1. Academic Validation
  2. The combination of the NS5A and cyclophilin inhibitors results in an additive anti-HCV inhibition in humanized mice without development of resistance

The combination of the NS5A and cyclophilin inhibitors results in an additive anti-HCV inhibition in humanized mice without development of resistance

  • PLoS One. 2021 May 20;16(5):e0251934. doi: 10.1371/journal.pone.0251934.
Michael Bobardt 1 Christina M Ramirez 2 Marc M Baum 3 Daren Ure 4 Robert Foster 4 Philippe A Gallay 1
Affiliations

Affiliations

  • 1 Department of Immunology & Microbiology, The Scripps Research Institute, La Jolla, California, United States of America.
  • 2 Los Angeles (UCLA) Fielding School of Public Health, University of California, Center for Health Sciences, Los Angeles, CA, United States of America.
  • 3 Department of Chemistry, Oak Crest Institute of Science, Monrovia, CA, United States of America.
  • 4 Hepion Pharmaceuticals, Edison, New Jersey.
Abstract

We and Others previously reported that the direct-acting agents (DAA) NS5A inhibitors (NS5Ai) and the host-targeting agents Cyclophilin inhibitors (CypIs) inhibit HCV replication in vitro. In this study, we investigated whether the combination of NS5Ai and CypI offers a potent anti-HCV effect in vivo. A single administration of NS5Ai or CypI alone to HCV-infected humanized-mice inhibits HCV replication. The combination of NS5Ai with CypI suppresses HCV (GT1a, GT2a, GT3a and GT4a) replication in an additive manner. NS5Ai/CypI combinations provide a statistically more profound anti-HCV inhibition for GT2a and GT3a than GT1a and GT4a, leading to a fastest and deepest inhibition of GT2a and GT3a replications. Combining CypI with NS5Ai prevents the viral rebound normally observed in mice treated with NS5Ai alone. Results were confirmed in mice implanted with human hepatocytes from different donors.
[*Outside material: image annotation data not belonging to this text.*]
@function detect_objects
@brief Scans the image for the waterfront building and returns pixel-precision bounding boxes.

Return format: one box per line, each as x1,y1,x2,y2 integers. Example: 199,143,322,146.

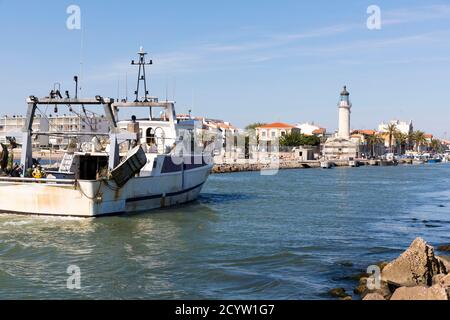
255,122,301,151
378,120,414,148
322,86,360,160
350,129,385,157
297,122,327,137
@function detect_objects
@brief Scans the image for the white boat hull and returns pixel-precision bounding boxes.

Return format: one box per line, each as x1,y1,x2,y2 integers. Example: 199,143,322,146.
0,165,212,217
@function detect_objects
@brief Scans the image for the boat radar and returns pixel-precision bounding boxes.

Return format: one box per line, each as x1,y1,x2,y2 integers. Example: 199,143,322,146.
131,46,153,102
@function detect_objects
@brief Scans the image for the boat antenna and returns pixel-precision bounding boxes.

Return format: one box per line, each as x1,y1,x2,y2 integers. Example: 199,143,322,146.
125,72,128,101
73,76,78,99
131,47,153,102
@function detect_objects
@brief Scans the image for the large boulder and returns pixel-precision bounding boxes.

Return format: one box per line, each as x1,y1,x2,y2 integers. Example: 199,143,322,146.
363,292,386,300
381,238,446,287
391,285,448,300
436,256,450,273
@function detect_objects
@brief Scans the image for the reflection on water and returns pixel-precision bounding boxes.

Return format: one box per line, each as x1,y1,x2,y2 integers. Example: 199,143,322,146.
0,164,450,299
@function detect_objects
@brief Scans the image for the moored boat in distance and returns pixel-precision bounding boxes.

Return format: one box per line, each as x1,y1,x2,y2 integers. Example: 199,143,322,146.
348,158,359,168
320,160,333,169
0,48,213,217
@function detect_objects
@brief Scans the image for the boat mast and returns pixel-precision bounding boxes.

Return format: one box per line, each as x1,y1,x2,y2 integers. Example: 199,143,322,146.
131,47,153,102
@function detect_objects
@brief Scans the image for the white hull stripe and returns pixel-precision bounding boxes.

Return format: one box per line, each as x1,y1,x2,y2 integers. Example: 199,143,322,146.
125,182,204,203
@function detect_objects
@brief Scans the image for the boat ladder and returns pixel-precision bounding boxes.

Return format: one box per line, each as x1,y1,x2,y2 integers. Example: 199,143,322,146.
59,153,74,172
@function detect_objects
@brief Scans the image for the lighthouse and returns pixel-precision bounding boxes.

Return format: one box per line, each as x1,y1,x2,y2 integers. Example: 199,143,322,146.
322,87,360,160
338,86,352,139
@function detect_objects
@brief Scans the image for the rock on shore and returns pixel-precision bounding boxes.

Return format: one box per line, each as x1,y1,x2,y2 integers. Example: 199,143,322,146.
355,238,450,300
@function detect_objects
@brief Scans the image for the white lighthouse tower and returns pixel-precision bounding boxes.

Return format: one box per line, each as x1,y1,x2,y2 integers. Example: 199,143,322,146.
322,87,359,160
338,86,352,139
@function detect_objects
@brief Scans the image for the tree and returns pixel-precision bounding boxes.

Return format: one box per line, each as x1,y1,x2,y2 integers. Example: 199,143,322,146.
407,131,416,150
245,122,266,131
280,132,320,147
366,134,384,157
413,130,427,151
430,139,444,153
387,123,397,153
394,131,408,154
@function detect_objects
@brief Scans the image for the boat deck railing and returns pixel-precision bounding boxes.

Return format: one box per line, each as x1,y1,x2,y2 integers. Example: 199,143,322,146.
0,177,77,185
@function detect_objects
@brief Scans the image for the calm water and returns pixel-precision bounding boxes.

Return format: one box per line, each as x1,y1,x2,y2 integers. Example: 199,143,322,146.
0,164,450,299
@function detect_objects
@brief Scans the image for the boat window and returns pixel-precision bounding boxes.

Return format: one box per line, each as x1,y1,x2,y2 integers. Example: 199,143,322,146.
80,156,108,180
145,128,155,145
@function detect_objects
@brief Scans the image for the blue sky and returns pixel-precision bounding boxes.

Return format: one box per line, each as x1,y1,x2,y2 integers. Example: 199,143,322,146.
0,0,450,137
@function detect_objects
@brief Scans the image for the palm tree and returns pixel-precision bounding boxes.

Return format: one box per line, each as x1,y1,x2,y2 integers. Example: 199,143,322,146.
366,134,384,157
413,130,427,151
430,139,442,152
407,131,416,150
395,131,408,154
386,123,397,153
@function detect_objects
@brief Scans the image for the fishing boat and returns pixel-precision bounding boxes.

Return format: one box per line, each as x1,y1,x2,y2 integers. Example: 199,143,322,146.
0,48,213,217
348,158,359,168
320,160,332,169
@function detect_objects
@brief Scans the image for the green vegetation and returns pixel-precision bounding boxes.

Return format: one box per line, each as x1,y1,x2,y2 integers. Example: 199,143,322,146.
280,132,320,147
245,122,266,131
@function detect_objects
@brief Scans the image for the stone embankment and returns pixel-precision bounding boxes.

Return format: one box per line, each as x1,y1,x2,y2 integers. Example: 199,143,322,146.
355,238,450,300
212,159,407,173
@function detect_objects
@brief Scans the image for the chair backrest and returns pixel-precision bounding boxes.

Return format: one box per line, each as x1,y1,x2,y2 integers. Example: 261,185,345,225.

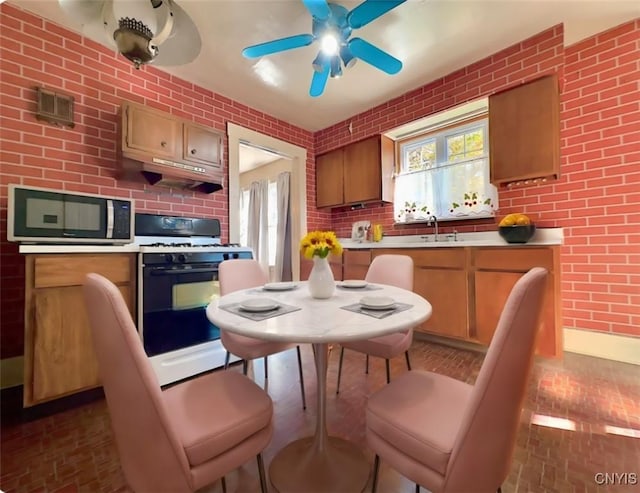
365,254,413,291
83,274,192,492
443,267,548,491
218,259,268,295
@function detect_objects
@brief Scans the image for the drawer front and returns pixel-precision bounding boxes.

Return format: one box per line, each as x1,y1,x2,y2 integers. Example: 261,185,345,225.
376,248,467,269
473,247,553,272
34,254,131,288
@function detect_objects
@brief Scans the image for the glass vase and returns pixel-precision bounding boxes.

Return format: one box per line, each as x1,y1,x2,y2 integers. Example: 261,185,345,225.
307,257,336,299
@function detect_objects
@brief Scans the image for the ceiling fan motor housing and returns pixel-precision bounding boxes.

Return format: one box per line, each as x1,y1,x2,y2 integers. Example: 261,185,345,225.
113,17,158,68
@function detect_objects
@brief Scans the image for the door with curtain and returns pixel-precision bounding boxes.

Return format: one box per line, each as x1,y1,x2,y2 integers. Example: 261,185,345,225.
240,171,293,281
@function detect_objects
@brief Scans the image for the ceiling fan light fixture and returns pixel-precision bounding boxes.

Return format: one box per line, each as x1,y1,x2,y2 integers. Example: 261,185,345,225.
320,31,340,56
329,56,342,79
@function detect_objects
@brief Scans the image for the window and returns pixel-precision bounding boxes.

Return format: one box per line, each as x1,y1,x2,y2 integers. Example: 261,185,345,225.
394,113,498,222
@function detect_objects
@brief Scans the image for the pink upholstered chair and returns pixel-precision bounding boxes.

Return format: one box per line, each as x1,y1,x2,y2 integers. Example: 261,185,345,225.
84,274,273,493
366,267,547,493
218,259,307,409
336,255,413,394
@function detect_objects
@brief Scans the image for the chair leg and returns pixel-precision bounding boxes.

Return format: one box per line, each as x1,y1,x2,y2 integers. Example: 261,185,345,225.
257,453,267,493
371,454,380,493
296,346,307,410
336,347,344,394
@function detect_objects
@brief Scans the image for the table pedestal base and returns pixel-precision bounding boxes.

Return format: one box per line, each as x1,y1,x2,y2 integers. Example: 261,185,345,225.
269,437,371,493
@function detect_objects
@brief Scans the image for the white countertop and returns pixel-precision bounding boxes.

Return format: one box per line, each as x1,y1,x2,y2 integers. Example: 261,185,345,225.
339,228,564,249
20,243,140,253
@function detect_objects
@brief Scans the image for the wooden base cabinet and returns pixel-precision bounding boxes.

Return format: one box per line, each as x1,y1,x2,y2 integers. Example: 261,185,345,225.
374,248,469,339
342,250,371,279
24,253,136,407
470,247,562,357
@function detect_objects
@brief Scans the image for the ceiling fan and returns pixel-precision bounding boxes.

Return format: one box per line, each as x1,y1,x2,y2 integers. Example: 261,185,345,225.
242,0,406,97
58,0,202,68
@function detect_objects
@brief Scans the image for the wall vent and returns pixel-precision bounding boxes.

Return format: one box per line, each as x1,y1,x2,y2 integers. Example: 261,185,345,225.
36,87,75,128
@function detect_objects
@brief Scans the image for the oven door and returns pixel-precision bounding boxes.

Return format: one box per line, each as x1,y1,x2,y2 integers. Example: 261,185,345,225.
140,263,220,357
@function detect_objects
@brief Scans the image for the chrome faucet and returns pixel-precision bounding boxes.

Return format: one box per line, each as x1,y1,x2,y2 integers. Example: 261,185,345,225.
427,216,438,241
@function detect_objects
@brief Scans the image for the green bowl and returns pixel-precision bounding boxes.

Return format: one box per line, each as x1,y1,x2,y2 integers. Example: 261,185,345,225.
498,224,536,243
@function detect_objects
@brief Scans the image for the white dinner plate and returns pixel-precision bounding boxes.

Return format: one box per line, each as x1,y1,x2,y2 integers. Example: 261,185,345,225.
240,298,280,312
360,296,396,310
262,282,297,291
340,279,368,289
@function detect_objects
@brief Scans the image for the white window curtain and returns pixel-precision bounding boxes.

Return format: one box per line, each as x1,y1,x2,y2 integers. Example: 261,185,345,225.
247,180,269,272
275,171,293,281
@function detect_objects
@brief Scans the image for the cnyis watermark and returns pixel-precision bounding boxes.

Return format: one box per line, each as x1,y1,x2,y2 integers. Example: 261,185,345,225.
593,472,638,486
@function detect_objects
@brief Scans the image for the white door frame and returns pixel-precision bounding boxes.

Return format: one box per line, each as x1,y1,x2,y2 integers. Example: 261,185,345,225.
227,122,307,281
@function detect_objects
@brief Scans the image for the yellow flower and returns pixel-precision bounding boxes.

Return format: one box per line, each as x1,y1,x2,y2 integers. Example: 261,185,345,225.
300,231,342,259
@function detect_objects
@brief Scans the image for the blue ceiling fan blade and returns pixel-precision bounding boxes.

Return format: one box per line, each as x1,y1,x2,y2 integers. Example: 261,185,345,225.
302,0,331,21
309,59,330,98
242,34,315,58
347,0,406,29
348,38,402,75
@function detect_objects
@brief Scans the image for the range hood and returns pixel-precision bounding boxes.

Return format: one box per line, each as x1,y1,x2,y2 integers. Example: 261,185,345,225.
121,152,223,193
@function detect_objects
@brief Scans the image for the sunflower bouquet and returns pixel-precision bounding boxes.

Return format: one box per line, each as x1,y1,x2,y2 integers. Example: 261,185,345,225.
300,231,342,259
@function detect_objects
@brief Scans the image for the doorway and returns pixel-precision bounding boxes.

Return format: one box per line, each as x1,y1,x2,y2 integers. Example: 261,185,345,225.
227,123,307,280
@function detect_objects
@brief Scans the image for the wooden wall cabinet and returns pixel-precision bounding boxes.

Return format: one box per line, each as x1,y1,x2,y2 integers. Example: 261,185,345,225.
316,135,394,208
24,253,136,407
373,248,469,339
300,254,342,281
489,75,560,186
120,102,224,193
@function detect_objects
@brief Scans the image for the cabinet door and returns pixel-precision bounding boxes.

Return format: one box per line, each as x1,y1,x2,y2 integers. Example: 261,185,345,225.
123,103,182,159
489,75,560,185
183,123,222,168
413,267,468,339
316,149,344,208
344,135,382,204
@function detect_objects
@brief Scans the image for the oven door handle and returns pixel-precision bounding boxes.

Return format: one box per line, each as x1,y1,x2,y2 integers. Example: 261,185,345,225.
150,267,218,276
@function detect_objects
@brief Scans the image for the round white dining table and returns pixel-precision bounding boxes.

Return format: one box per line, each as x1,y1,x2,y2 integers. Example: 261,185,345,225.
207,282,431,493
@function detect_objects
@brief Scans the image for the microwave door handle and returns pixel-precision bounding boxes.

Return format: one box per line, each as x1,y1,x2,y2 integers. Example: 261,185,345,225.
105,199,114,238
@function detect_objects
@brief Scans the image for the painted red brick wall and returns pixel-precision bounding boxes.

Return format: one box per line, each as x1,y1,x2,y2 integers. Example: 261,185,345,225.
316,20,640,336
0,3,320,358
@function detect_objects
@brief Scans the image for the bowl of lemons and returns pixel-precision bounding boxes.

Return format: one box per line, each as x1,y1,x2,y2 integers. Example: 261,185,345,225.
498,213,536,243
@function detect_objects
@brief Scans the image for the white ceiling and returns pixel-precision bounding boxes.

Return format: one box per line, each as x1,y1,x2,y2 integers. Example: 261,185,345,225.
9,0,640,131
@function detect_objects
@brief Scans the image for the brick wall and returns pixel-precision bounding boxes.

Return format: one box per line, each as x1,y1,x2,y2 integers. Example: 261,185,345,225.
315,20,640,336
0,3,320,358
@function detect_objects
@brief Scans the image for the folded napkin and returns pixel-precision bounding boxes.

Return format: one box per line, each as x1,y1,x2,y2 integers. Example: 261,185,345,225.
340,303,413,318
219,303,302,322
336,282,382,291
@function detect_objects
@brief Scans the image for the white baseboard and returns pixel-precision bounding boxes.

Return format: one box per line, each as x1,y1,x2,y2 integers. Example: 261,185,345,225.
0,356,24,389
564,329,640,365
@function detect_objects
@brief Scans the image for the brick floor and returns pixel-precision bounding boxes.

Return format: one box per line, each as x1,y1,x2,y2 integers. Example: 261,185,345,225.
0,340,640,493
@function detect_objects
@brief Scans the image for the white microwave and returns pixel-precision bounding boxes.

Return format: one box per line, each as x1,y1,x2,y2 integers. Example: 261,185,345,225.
7,184,135,244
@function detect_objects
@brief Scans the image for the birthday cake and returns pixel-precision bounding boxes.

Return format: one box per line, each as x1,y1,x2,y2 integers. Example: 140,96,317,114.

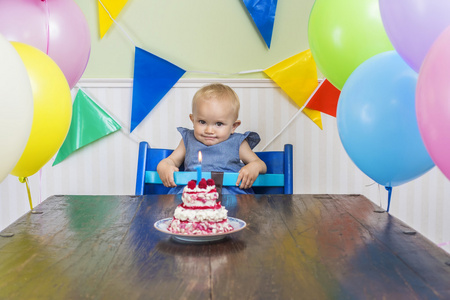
167,178,233,235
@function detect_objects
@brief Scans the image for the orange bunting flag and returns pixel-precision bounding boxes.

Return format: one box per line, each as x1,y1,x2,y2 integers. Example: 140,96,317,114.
306,79,341,118
264,49,322,129
97,0,128,38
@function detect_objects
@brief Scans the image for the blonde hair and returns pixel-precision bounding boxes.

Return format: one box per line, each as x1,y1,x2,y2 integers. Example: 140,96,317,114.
192,83,241,120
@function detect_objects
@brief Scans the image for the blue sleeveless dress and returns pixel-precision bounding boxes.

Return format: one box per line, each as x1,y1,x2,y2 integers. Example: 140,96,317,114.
169,127,261,194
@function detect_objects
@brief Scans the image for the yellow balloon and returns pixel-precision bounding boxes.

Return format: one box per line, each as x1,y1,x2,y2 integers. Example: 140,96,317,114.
11,42,72,177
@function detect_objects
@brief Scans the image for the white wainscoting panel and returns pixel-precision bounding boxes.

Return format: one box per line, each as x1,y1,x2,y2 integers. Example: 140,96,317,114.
0,79,450,251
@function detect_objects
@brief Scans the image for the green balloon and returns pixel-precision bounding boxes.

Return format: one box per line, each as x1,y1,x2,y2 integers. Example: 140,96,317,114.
308,0,394,90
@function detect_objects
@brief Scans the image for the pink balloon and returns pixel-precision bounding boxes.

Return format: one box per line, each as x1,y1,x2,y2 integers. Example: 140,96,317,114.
0,0,91,88
379,0,450,72
416,27,450,179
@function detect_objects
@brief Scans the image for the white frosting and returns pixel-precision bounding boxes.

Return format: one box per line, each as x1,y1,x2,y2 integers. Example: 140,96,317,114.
181,185,219,206
174,206,228,222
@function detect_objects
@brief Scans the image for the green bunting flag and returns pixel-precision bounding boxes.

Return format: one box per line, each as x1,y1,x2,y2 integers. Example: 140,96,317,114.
53,90,122,166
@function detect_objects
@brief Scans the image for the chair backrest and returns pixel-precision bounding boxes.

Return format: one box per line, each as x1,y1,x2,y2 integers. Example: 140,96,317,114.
136,142,294,195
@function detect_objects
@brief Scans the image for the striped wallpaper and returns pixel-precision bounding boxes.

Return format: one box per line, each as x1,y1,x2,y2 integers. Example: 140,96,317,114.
0,79,450,252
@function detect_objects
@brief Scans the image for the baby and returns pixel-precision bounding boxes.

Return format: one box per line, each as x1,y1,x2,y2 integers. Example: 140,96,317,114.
157,83,267,194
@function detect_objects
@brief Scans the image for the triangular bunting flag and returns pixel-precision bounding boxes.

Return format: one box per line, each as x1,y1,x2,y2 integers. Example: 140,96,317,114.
242,0,277,48
306,79,341,118
264,49,322,129
130,47,186,132
97,0,128,39
53,90,122,166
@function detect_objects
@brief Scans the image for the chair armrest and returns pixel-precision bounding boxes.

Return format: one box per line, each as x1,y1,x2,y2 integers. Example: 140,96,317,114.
145,171,284,186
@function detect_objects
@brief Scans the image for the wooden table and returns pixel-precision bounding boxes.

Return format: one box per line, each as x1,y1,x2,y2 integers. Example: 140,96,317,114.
0,195,450,300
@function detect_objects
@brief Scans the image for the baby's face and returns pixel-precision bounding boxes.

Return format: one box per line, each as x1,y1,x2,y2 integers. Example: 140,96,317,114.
189,99,240,146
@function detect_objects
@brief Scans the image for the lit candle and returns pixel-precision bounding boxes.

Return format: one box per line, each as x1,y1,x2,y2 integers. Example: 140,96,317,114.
195,151,202,184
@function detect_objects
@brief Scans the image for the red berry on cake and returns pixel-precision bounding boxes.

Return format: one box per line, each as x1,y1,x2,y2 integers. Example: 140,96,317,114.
188,180,197,190
198,178,206,189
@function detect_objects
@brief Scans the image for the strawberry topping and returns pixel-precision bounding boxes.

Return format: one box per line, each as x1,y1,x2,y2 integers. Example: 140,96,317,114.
188,180,197,190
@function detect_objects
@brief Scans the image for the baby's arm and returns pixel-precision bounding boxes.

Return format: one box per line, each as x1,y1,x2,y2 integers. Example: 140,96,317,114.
236,140,267,189
156,140,186,187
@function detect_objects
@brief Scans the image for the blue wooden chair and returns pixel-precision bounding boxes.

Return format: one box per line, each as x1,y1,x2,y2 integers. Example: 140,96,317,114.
136,142,293,195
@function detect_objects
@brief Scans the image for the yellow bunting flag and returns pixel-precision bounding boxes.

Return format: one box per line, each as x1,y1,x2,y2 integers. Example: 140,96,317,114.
264,49,322,129
97,0,128,38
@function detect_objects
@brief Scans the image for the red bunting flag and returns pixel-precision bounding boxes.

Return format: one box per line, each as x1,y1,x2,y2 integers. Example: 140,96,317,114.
306,79,341,117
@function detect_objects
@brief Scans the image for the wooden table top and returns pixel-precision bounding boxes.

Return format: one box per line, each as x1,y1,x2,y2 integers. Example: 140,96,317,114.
0,195,450,300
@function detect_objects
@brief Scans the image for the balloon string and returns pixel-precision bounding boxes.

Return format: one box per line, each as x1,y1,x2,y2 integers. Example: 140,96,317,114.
44,0,50,55
438,241,450,247
19,177,33,210
386,186,392,212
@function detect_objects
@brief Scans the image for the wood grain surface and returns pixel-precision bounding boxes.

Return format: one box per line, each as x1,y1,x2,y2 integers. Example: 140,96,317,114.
0,195,450,300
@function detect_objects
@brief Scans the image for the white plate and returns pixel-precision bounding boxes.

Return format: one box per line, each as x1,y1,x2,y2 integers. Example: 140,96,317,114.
154,217,247,243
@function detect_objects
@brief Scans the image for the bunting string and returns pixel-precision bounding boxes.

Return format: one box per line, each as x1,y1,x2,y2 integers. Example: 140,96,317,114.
97,0,264,76
261,80,324,151
19,177,33,210
97,0,136,48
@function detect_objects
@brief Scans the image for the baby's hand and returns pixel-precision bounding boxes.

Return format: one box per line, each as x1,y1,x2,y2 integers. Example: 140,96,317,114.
236,163,259,189
157,160,179,187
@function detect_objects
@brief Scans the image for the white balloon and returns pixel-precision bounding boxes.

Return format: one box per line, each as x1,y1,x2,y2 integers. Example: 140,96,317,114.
0,35,33,182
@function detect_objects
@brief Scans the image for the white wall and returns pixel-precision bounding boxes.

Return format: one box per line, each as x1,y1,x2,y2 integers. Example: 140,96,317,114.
0,79,450,251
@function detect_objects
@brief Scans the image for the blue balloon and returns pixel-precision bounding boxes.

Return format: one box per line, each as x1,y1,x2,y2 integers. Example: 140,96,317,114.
336,51,434,187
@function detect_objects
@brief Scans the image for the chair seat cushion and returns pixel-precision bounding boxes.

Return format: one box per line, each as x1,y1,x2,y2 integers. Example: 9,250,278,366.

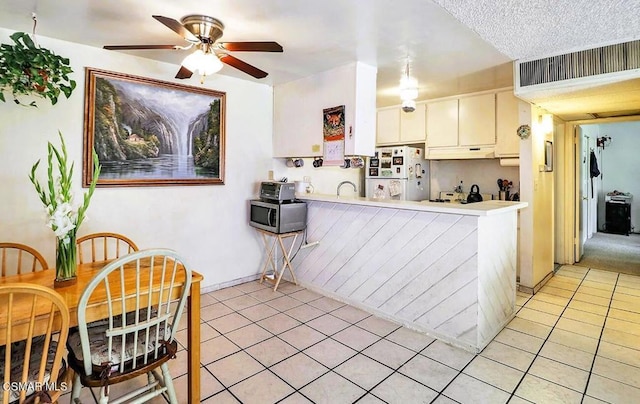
67,310,170,371
0,337,58,403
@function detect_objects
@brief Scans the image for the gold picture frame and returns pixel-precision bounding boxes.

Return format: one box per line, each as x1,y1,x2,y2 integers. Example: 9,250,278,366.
83,67,226,187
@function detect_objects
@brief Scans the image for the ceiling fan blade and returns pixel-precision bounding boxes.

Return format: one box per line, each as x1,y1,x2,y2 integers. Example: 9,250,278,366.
153,15,200,42
103,45,178,50
220,55,269,79
218,41,282,52
176,66,193,79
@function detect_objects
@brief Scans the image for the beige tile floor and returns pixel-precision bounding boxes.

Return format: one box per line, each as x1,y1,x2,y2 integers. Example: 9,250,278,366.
61,266,640,404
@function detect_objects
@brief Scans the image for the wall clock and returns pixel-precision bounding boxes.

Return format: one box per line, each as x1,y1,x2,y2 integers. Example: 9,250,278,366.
518,125,531,139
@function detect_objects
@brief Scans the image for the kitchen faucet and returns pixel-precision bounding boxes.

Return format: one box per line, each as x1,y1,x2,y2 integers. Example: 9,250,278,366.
336,181,358,196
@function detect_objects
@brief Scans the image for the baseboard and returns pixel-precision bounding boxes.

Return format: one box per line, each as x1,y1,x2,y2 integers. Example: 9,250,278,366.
518,269,556,295
200,274,260,293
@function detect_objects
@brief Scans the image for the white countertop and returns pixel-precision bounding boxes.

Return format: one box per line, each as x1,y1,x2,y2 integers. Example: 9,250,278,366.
296,194,528,216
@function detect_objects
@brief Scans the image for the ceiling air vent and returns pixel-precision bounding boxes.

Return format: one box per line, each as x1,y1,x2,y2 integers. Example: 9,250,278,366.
514,40,640,99
517,40,640,87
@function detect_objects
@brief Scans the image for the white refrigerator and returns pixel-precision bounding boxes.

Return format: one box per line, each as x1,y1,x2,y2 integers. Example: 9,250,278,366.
365,146,429,201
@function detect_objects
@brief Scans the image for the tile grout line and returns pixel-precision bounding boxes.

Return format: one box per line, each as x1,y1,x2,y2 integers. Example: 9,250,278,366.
582,269,620,401
507,269,590,402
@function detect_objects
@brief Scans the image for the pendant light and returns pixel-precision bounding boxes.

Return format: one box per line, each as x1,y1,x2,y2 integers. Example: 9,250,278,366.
400,59,418,112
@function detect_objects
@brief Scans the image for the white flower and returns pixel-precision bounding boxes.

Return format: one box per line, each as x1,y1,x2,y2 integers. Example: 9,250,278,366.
48,202,77,239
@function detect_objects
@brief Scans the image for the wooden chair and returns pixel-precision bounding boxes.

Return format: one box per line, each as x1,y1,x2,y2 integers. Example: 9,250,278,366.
67,249,191,403
76,233,138,264
0,243,48,276
0,283,69,404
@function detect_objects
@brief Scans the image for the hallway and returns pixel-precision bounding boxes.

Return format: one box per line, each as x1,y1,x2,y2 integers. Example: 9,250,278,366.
575,232,640,276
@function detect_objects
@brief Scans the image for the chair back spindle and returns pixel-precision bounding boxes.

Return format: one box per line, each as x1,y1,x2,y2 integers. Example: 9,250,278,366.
76,232,139,264
0,283,69,404
69,249,191,397
0,243,48,276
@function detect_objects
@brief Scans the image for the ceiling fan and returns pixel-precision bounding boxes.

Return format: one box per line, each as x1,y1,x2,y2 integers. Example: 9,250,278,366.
104,14,282,79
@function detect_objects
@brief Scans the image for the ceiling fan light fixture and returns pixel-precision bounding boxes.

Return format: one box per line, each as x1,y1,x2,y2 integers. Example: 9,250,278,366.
182,49,222,76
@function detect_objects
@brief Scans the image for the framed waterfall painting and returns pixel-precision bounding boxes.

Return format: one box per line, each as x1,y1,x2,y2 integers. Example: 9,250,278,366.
82,67,226,187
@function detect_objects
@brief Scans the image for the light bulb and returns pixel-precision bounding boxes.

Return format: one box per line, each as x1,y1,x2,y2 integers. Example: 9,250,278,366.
182,49,222,76
400,76,418,101
402,100,416,112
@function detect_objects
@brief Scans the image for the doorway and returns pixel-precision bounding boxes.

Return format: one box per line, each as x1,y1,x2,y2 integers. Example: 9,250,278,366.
559,116,640,275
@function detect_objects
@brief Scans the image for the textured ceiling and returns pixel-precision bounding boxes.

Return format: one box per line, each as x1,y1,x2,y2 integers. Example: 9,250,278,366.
0,0,640,119
434,0,640,60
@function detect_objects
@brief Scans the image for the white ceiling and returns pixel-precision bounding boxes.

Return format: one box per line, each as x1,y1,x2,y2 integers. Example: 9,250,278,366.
0,0,640,120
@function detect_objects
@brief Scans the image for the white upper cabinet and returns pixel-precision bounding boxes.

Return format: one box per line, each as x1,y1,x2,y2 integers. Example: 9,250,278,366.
458,93,496,146
273,62,377,157
426,99,458,148
425,93,496,160
376,107,400,144
400,103,427,143
376,103,426,145
496,90,530,157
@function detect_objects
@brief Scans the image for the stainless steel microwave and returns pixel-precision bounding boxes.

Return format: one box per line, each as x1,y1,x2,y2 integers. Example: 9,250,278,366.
249,199,307,234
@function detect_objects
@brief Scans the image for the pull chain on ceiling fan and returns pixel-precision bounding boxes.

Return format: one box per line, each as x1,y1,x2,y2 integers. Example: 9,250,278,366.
104,14,283,81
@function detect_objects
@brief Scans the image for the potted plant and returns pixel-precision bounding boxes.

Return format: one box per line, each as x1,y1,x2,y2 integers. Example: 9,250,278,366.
0,32,76,107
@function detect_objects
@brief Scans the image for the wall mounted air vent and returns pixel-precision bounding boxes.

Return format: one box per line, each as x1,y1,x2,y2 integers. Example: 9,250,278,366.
516,40,640,88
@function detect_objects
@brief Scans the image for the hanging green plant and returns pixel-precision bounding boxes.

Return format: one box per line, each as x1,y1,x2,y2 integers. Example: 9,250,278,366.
0,32,76,107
Therefore, the combination of NS5Ai with CypI may serve as a regimen for the treatment of HCV patients with specific genotypes and disorder conditions, which diminish sustain viral response levels to DAA, such as GT3a Infection, cirrhosis, and DAA resistance associated with the selection of resistance-associated substitutions present at baseline or are acquired during treatment.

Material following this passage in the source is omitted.